We all know the old adage about there being two sides to every story. Well, recently I read that there are in fact three: your side, my side, and the truth. The truth is what we as Christians are about. It is what we try to follow and to show to the world around us.
The truth was also what our blessed Lord was about. In today’s Gospel, we hear him asked, “Are you the king of the Jews” The response ultimately to this line of questioning from Pilate was “Yes, I am a king. I was born for this, I came into this world for this: to bear witness to the truth; and all who are on the side of truth listen to my voice.”
All who are on the side of truth listen to my voice. Are we on the side of truth? If we are on the side of Jesus who conquered death, then yes we are. But if we are, we need to bear in mind what that triumph cost.
That triumph that saw truth conquer falsehood, and good conquer evil saw the Son of God tortured, humiliated, whipped, and ultimately killed upon the tree of the Cross.
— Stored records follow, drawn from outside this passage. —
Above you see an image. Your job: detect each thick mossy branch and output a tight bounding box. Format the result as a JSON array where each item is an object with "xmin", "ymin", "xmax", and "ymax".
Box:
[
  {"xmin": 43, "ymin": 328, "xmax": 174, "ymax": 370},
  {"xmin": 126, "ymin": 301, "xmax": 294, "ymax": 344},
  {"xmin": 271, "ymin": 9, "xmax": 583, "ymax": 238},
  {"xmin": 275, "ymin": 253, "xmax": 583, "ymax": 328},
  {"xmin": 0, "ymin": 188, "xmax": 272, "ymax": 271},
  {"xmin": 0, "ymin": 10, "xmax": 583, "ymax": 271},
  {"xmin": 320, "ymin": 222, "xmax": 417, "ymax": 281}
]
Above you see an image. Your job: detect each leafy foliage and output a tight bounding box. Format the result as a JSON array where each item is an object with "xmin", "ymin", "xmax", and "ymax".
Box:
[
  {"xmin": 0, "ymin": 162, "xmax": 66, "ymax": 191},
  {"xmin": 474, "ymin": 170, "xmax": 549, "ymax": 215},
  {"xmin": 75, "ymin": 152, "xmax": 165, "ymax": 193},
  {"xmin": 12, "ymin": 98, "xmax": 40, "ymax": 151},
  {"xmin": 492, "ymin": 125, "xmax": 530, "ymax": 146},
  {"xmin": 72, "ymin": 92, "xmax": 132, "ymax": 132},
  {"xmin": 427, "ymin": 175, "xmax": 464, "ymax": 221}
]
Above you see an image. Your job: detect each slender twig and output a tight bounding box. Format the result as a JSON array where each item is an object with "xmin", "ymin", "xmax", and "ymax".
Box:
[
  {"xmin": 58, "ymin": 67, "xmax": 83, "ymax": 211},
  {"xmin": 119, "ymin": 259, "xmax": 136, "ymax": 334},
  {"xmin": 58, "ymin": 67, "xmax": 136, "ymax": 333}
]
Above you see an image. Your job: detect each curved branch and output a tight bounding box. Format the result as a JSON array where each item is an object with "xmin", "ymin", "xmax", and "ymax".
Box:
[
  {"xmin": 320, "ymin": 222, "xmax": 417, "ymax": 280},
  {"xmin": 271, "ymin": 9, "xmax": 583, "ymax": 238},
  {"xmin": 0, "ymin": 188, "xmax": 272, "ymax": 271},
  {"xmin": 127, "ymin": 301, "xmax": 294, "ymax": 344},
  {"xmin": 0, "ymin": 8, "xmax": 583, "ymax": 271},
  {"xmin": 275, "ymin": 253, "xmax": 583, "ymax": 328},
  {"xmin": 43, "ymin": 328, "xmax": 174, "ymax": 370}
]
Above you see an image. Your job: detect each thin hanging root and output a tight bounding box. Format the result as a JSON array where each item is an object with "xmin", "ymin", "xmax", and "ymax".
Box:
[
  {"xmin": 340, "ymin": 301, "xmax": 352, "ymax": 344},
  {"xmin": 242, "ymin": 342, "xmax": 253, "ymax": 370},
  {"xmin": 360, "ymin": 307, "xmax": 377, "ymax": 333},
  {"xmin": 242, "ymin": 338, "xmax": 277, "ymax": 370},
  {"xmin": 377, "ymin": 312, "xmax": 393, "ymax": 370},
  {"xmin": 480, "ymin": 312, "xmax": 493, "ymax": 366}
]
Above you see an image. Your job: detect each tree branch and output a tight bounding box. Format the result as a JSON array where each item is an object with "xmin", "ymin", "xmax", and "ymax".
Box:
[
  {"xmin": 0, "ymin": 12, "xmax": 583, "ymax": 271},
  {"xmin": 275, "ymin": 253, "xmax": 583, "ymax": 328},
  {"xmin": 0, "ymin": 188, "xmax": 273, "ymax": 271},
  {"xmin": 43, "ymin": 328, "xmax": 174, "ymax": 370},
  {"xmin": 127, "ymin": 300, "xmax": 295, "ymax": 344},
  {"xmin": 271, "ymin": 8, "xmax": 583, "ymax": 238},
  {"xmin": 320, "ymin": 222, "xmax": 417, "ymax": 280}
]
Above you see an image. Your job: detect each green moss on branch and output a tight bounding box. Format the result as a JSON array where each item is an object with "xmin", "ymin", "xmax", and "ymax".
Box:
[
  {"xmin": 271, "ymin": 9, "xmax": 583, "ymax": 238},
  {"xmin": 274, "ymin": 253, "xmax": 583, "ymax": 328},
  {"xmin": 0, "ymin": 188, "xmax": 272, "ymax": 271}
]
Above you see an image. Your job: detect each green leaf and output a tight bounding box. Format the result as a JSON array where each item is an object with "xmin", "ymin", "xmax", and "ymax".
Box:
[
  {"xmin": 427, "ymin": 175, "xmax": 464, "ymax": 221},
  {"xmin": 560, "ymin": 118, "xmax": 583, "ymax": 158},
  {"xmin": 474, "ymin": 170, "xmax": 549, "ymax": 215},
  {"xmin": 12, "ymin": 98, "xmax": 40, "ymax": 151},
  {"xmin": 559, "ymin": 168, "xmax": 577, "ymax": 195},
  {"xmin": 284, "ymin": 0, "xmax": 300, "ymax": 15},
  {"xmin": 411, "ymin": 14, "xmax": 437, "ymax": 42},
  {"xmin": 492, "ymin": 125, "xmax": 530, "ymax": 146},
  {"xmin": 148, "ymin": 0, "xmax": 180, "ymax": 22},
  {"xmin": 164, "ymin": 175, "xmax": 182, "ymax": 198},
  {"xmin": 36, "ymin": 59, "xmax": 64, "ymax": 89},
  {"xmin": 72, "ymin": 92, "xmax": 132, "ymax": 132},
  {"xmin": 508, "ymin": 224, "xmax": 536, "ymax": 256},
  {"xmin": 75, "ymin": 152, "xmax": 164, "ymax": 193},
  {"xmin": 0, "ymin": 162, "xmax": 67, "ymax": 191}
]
This is the moment in history that we, as Catholics, have before us as we celebrate the Eucharist every single day.
On the Altar today, as at every Mass, we have the body of Our Lord Jesus Christ, broken there for us as on the tree on the hill of Calvary. and we have the Blood of Our Lord poured out for us mixed with water as it flowed from his broken body that aweful day outside Jerusalem.
But our Altar is not just a reminder of the Cross. No, it is also a reminder of our Lord’s Resurrection. Not just is our Lord’s Body present in a state of mystic death, but also there gloriously resuscitated. Our Altar is the throne of the Risen God. We approach it without fear, for the divine Conqueror of death, so resplendent in His glory, is more loving and affable than ever.1
The truth, for which Jesus ultimately was killed, and for which His followers yet today suffer is that He is the King of Kings, He is our Lord. He is present here today, and He is our Lord and our God. He is the author of all truth, and if we follow him, we will know His peace, His love, and His comfort.
How many of us come and spend time in adoration before the throne of God? How many of us take time to come to Benediction when it takes place? Do we, as priests, allow the faithful to participate in this often enough? Our Lord is present in all the tabernacles of churches up and down the land, but in how many of them is he left alone, apparently unloved?
As we start towards the new liturgical year next week, might I suggest that we take the opportunity to prepare to make a new year’s resolution. That we will at least spend some time, maybe 15 minutes, maybe an hour in adoration before our Lord. It doesn’t have to be each day, it could be simply one visit in the week. If we believe Him to be the Truth, if we believe Him to be the King of kings, ought we not to be approaching Him personally and seeking His assistance? Or are we not able to watch with Him one hour?
In the Name of the Father, and of the Son, and of the Holy Ghost. Amen.
1 cf. The Holy Sacrifice of the Mass by Fr Michael Müller, C.Ss.R.